Стало тихо. Немка всхлипнула, и увеличенные глаза ее, наполненные влагой, еще больше раздвинулись, замерли на нетерпеливо-требовательном лице Гранатурова – гулкий раскат его баса повторным громом ударил по комнате:
– Конкретно – да или нет? Фашист он или сосунок всмятку? Каким образом оба очутились в этом доме?
Княжко покривился, будто от тупой боли, сказал бесцветным голосом:
– Перестаньте кричать, как на базаре… – Он говорил спокойно, но в тоне его накалялась тихая ярость. – Курт по фамилии Герберт, шестнадцати лет, месяц назад взят в вервольф, в боях не участвовал. Во что, впрочем, можно поверить. Дальше. Курт Герберт родной брат этой девушки, Эммы Герберт. О чем сказали оба.
– Брат и сестра? Хо-хо! Знаем мы это! А видать, спят в одной постели, – проговорил Меженин зло, однако Гранатуров, заглушая его, настойчиво повторил вопрос:
– Каким образом оба очутились ночью в этом доме? Цель? Какая цель была у обоих?..

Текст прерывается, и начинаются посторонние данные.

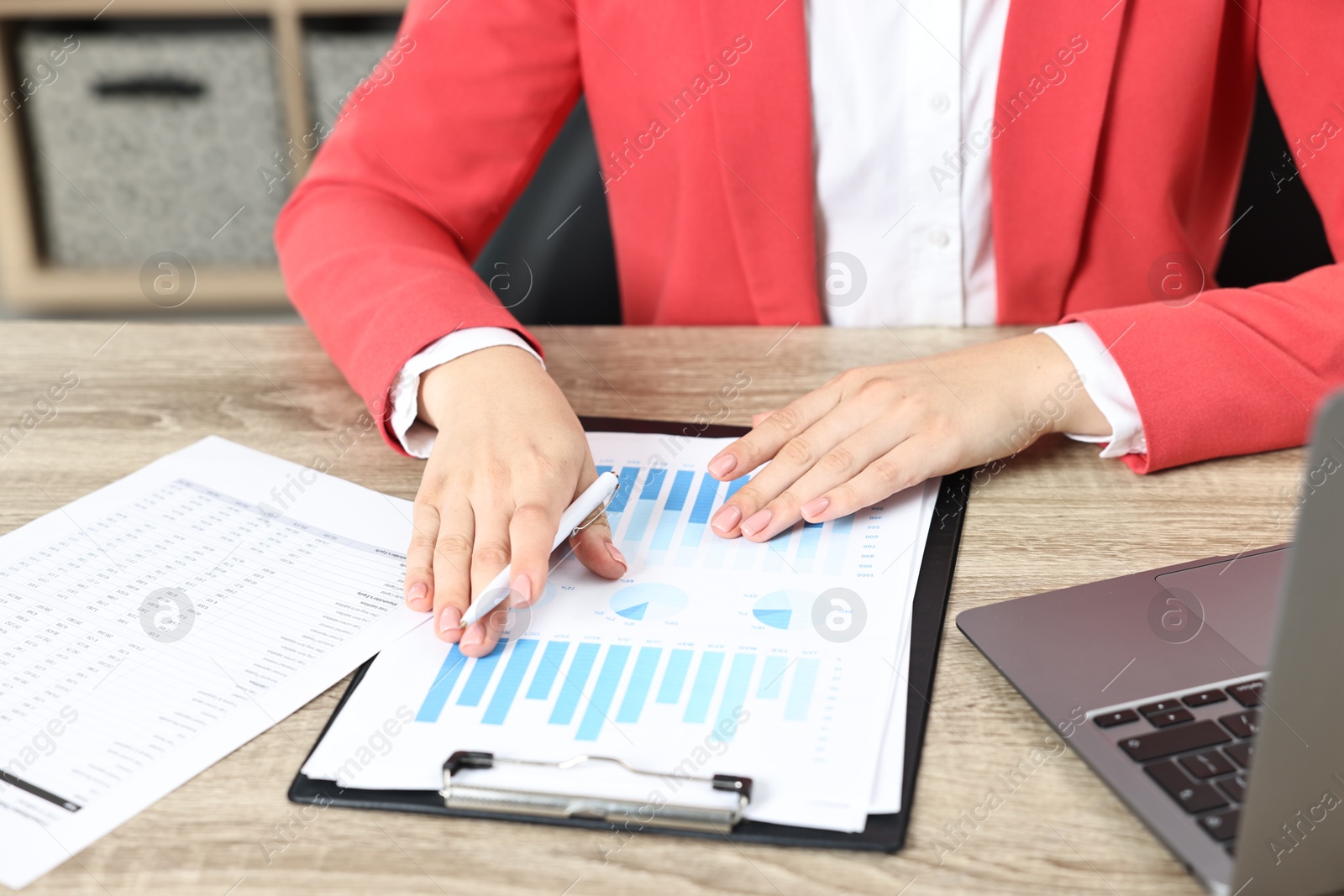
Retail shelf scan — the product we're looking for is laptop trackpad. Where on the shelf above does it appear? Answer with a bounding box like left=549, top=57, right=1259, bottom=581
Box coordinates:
left=1158, top=548, right=1289, bottom=666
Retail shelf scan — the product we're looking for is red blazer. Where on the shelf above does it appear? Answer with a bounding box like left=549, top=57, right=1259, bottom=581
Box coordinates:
left=276, top=0, right=1344, bottom=471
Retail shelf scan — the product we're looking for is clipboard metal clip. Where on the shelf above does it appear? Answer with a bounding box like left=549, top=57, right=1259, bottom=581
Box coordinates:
left=439, top=751, right=751, bottom=833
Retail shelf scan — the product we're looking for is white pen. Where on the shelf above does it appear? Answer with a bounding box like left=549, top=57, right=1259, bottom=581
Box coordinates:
left=461, top=471, right=621, bottom=629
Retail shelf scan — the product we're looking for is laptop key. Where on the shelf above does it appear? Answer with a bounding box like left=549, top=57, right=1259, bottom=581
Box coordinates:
left=1181, top=688, right=1227, bottom=706
left=1227, top=681, right=1265, bottom=708
left=1199, top=809, right=1242, bottom=844
left=1218, top=773, right=1246, bottom=804
left=1147, top=710, right=1194, bottom=728
left=1138, top=699, right=1180, bottom=716
left=1144, top=759, right=1227, bottom=814
left=1219, top=710, right=1259, bottom=737
left=1180, top=750, right=1236, bottom=778
left=1120, top=719, right=1235, bottom=762
left=1223, top=743, right=1255, bottom=768
left=1093, top=710, right=1138, bottom=728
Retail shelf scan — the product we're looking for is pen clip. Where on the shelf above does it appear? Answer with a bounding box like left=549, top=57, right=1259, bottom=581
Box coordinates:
left=570, top=484, right=621, bottom=538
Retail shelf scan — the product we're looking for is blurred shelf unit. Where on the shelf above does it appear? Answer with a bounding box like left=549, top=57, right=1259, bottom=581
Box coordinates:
left=0, top=0, right=405, bottom=313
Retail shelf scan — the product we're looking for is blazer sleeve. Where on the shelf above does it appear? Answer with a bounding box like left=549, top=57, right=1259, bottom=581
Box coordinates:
left=276, top=0, right=580, bottom=451
left=1064, top=0, right=1344, bottom=473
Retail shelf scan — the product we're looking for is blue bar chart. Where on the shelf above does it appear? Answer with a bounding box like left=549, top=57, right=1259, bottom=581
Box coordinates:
left=415, top=638, right=822, bottom=741
left=297, top=432, right=932, bottom=831
left=598, top=464, right=853, bottom=575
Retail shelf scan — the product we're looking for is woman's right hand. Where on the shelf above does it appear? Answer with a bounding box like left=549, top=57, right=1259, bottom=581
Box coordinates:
left=406, top=345, right=627, bottom=657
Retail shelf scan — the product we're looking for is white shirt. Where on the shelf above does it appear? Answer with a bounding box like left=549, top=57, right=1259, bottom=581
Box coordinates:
left=391, top=0, right=1145, bottom=457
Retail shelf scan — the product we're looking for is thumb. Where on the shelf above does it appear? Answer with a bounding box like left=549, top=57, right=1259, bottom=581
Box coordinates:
left=570, top=454, right=630, bottom=579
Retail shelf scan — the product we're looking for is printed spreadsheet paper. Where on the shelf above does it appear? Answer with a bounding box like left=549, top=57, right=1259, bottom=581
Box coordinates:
left=0, top=437, right=423, bottom=888
left=304, top=432, right=932, bottom=831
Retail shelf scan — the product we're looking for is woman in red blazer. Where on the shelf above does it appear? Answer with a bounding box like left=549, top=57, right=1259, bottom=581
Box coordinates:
left=277, top=0, right=1344, bottom=656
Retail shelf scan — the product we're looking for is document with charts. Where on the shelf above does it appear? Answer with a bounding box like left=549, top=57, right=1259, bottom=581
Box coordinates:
left=0, top=438, right=422, bottom=888
left=304, top=432, right=932, bottom=831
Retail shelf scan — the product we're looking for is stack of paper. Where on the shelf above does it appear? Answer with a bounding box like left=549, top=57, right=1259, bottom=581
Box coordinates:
left=0, top=438, right=423, bottom=888
left=304, top=432, right=938, bottom=831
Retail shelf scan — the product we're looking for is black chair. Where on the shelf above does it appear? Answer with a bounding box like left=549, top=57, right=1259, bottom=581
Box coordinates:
left=1215, top=82, right=1335, bottom=286
left=475, top=99, right=621, bottom=327
left=475, top=83, right=1335, bottom=325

– Вы что – меня допрашиваете? – спросил без интонации в голосе Княжко, и тихая ярость все упорнее нарастала в его глазах. – Так вот, слушайте внимательней! Как заявили Эмма Герберт и Курт Герберт, они хозяева этого дома. Представь, обнаружились хозяева, – Княжко вскользь усмехнулся Никитину, перевел дальше: – Жили здесь втроем с дедом, как я понял, с отставным полковником. Grosvater ist Oberst?[8] – быстро спросил он обоих по-немецки, еще раз уточняя для себя, и в ответ молоденькая немка как-то уж очень поспешно закивала ему, лепеча с надеждой и заискивающим согласием: «Ja, ja, Oberst… Reichswehr»[9]. – Да, отставной полковник, семидесяти пяти лет. Месяц назад выехал, а точнее, конечно, удрал в Гамбург, поближе к англо-американцам. Вероятно, как я думаю, боялся нашего прихода. Эмма Герберт осталась охранять дом. Тридцатого апреля, когда стали летать советские самолеты, ей стало страшно одной в доме, перевожу дословно, она взяла продукты из дома и стала жить у подруги в этом же городке, в каком-то сарайчике.

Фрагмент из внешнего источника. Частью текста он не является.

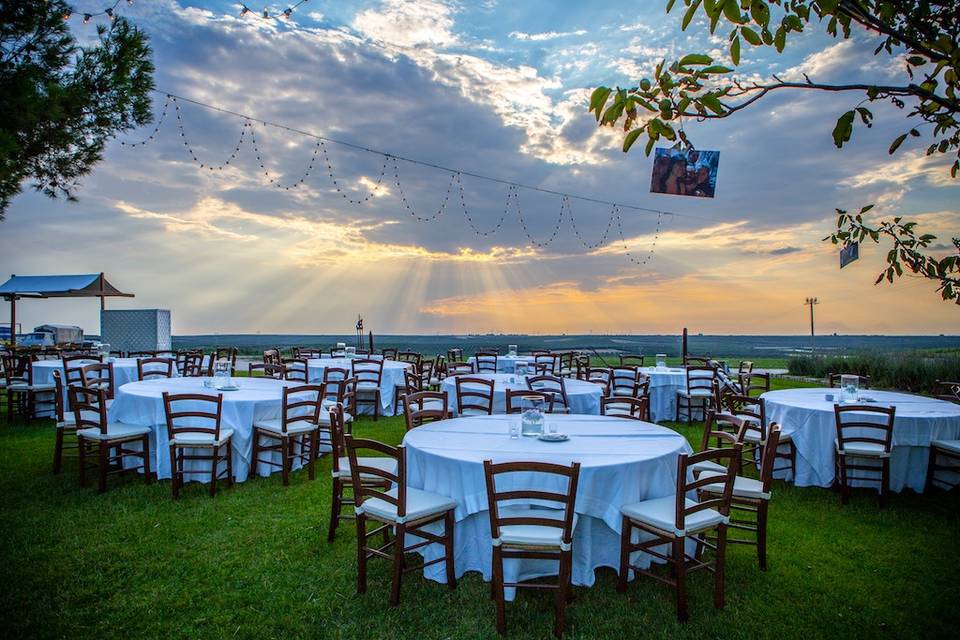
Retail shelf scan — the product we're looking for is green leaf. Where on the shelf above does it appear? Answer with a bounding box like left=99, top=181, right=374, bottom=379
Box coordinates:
left=623, top=129, right=643, bottom=153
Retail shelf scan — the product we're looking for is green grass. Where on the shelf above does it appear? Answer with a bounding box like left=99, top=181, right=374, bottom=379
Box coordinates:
left=0, top=381, right=960, bottom=639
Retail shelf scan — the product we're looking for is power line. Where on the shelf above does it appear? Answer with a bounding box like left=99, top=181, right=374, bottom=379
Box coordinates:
left=154, top=89, right=717, bottom=222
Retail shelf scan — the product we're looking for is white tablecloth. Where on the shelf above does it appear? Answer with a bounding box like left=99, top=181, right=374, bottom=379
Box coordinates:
left=640, top=367, right=687, bottom=422
left=761, top=388, right=960, bottom=492
left=33, top=358, right=179, bottom=407
left=110, top=378, right=302, bottom=482
left=441, top=373, right=603, bottom=415
left=467, top=356, right=533, bottom=373
left=403, top=415, right=692, bottom=598
left=307, top=357, right=412, bottom=416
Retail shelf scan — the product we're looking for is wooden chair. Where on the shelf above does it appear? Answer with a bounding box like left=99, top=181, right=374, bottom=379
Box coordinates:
left=675, top=365, right=717, bottom=422
left=600, top=396, right=650, bottom=422
left=483, top=460, right=580, bottom=638
left=403, top=391, right=450, bottom=431
left=343, top=434, right=457, bottom=606
left=617, top=446, right=740, bottom=622
left=251, top=382, right=324, bottom=486
left=698, top=422, right=780, bottom=571
left=137, top=358, right=177, bottom=381
left=527, top=375, right=570, bottom=413
left=456, top=376, right=494, bottom=416
left=926, top=440, right=960, bottom=490
left=69, top=387, right=153, bottom=493
left=163, top=391, right=233, bottom=499
left=833, top=404, right=897, bottom=507
left=827, top=373, right=870, bottom=389
left=473, top=351, right=500, bottom=373
left=505, top=389, right=554, bottom=413
left=283, top=358, right=310, bottom=384
left=327, top=403, right=397, bottom=542
left=350, top=356, right=384, bottom=420
left=447, top=362, right=474, bottom=376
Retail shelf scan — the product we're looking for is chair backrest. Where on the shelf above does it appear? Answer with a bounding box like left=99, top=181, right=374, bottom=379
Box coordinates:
left=620, top=353, right=643, bottom=367
left=505, top=389, right=554, bottom=413
left=483, top=460, right=580, bottom=551
left=137, top=358, right=177, bottom=380
left=473, top=351, right=499, bottom=373
left=608, top=365, right=640, bottom=397
left=827, top=373, right=870, bottom=389
left=600, top=396, right=650, bottom=422
left=674, top=444, right=743, bottom=531
left=80, top=362, right=114, bottom=400
left=283, top=358, right=310, bottom=384
left=456, top=376, right=494, bottom=415
left=67, top=387, right=108, bottom=434
left=403, top=391, right=450, bottom=431
left=527, top=375, right=570, bottom=411
left=280, top=384, right=323, bottom=433
left=163, top=391, right=223, bottom=441
left=343, top=433, right=407, bottom=518
left=350, top=358, right=383, bottom=387
left=687, top=365, right=717, bottom=393
left=833, top=404, right=897, bottom=453
left=447, top=362, right=474, bottom=376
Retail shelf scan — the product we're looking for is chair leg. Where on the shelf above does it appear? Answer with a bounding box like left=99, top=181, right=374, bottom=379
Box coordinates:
left=327, top=478, right=343, bottom=542
left=493, top=547, right=507, bottom=634
left=97, top=441, right=110, bottom=493
left=617, top=516, right=632, bottom=593
left=443, top=509, right=457, bottom=589
left=390, top=524, right=406, bottom=607
left=757, top=502, right=768, bottom=571
left=53, top=429, right=64, bottom=475
left=713, top=524, right=727, bottom=609
left=672, top=538, right=687, bottom=622
left=356, top=513, right=367, bottom=594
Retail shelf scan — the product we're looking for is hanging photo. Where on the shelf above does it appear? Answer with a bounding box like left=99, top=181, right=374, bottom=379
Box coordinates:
left=650, top=149, right=720, bottom=198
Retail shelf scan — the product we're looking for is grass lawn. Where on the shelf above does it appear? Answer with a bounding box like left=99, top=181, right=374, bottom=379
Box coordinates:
left=0, top=378, right=960, bottom=639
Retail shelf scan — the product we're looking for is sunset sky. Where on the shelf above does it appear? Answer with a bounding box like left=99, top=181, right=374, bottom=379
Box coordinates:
left=0, top=0, right=960, bottom=334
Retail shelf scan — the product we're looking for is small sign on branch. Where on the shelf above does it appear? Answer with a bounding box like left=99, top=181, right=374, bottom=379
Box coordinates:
left=840, top=242, right=860, bottom=269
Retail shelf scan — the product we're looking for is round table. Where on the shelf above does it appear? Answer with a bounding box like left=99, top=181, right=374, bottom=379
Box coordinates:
left=110, top=378, right=303, bottom=482
left=467, top=355, right=533, bottom=373
left=307, top=356, right=412, bottom=416
left=760, top=388, right=960, bottom=492
left=640, top=367, right=687, bottom=422
left=403, top=415, right=692, bottom=599
left=440, top=373, right=603, bottom=415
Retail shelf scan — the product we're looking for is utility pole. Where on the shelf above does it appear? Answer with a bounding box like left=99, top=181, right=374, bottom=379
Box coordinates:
left=803, top=298, right=820, bottom=353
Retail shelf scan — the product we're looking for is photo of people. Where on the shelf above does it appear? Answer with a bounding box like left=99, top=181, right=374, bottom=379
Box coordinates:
left=650, top=149, right=720, bottom=198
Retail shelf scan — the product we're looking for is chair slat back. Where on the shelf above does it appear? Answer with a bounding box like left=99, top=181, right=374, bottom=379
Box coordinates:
left=833, top=404, right=897, bottom=453
left=505, top=389, right=554, bottom=414
left=456, top=376, right=494, bottom=415
left=343, top=433, right=407, bottom=518
left=137, top=358, right=177, bottom=380
left=483, top=460, right=580, bottom=548
left=163, top=391, right=223, bottom=441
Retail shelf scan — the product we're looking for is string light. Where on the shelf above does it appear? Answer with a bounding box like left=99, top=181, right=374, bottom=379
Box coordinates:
left=121, top=92, right=709, bottom=266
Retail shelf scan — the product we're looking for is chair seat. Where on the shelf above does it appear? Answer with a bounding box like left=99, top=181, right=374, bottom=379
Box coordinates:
left=930, top=440, right=960, bottom=453
left=253, top=418, right=316, bottom=435
left=700, top=471, right=770, bottom=500
left=356, top=487, right=457, bottom=524
left=833, top=440, right=890, bottom=458
left=170, top=429, right=233, bottom=447
left=77, top=422, right=150, bottom=442
left=493, top=505, right=578, bottom=551
left=620, top=496, right=728, bottom=536
left=333, top=456, right=397, bottom=480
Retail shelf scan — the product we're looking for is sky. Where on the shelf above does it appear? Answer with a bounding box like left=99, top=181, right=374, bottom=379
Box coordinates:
left=0, top=0, right=960, bottom=334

– Дед полковник в Гамбурге у американцев, эта… козочкой в сарайчике жила. А этот Курт… Черт Иваныч в лесах с автоматом шастал? – резко выговорил Гранатуров. – Ничего себе хозяева! С целью разведки в свой дом вместе с сестричкой пришел? Что им тут вдвоем нужно было? Вот главное! Кто их послал?

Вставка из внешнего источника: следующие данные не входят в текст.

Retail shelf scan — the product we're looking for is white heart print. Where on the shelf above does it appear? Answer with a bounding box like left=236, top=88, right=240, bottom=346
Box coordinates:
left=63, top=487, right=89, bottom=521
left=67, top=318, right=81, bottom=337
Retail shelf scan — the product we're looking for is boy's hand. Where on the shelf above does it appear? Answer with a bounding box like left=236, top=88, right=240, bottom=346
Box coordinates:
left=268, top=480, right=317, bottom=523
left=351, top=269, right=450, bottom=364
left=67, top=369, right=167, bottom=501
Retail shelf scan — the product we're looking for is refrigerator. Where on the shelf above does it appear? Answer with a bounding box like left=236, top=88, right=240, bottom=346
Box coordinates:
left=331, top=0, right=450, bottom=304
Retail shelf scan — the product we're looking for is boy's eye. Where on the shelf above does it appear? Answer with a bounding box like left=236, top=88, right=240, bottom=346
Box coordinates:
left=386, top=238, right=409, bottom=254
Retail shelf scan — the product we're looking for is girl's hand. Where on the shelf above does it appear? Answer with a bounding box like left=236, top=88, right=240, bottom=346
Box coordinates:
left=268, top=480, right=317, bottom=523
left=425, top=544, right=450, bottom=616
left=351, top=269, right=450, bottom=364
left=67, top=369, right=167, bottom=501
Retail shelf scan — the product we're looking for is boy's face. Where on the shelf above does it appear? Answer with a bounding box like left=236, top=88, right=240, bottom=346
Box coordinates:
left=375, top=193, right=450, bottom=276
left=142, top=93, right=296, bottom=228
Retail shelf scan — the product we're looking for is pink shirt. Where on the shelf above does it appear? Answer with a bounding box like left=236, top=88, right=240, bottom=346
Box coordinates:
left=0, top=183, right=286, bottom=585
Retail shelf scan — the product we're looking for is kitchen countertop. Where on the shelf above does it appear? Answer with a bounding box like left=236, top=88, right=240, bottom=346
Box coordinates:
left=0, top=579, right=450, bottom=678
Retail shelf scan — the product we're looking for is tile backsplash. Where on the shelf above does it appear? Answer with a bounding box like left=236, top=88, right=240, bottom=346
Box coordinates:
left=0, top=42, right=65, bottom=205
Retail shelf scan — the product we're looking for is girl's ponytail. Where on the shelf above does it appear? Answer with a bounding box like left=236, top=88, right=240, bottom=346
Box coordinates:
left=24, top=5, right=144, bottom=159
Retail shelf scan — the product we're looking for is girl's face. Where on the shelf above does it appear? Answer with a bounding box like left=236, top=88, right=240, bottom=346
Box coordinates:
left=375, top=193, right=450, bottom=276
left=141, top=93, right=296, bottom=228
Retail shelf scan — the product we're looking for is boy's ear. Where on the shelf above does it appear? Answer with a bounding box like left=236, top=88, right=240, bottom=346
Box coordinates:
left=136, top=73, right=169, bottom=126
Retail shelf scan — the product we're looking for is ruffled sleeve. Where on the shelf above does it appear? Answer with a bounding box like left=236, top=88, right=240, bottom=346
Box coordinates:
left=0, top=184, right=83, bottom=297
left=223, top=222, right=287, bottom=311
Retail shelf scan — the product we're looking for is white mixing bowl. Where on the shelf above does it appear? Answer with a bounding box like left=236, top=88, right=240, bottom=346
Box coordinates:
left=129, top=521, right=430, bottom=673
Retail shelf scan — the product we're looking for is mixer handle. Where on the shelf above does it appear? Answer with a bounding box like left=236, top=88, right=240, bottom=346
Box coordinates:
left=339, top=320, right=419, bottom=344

Тихая ярость, готовая вот-вот выплеснуться вспышкой (как ожидал Никитин), пригасла в глазах Княжко, он, похоже, намеренно не придал значения последнему вопросу Гранатурова и, обращаясь к одному Никитину, заговорил невозмутимо:
– У меня, видишь ли, нет желания пристрастно допрашивать, а тем более воевать с грудными детьми. Особенно – вот с этими. Это первое. Второе. Эти наивные дети узнали, что Берлин взят, пережидать нечего, и решили бросить дом, двинуть в Гамбург к своему престарелому и перепуганному нашествием русских гроссфатеру. Взять вещички, переодеться – и в дорогу… Этот Курт вернулся из леса и сказал об этом сестре. Так они объяснили. И я готов верить, представь себе. Дальше. Эмма вошла в дом через черный ход со стороны сада. Курт ждал внизу. Кстати, этот Курт сказал, что в лесу, за озером, вервольфов человек двадцать, в том числе его сверстники, мальчишки лет пятнадцати-шестнадцати во главе с ефрейтором из какой-то разбитой части. Вооружены автоматами и фаустпатронами.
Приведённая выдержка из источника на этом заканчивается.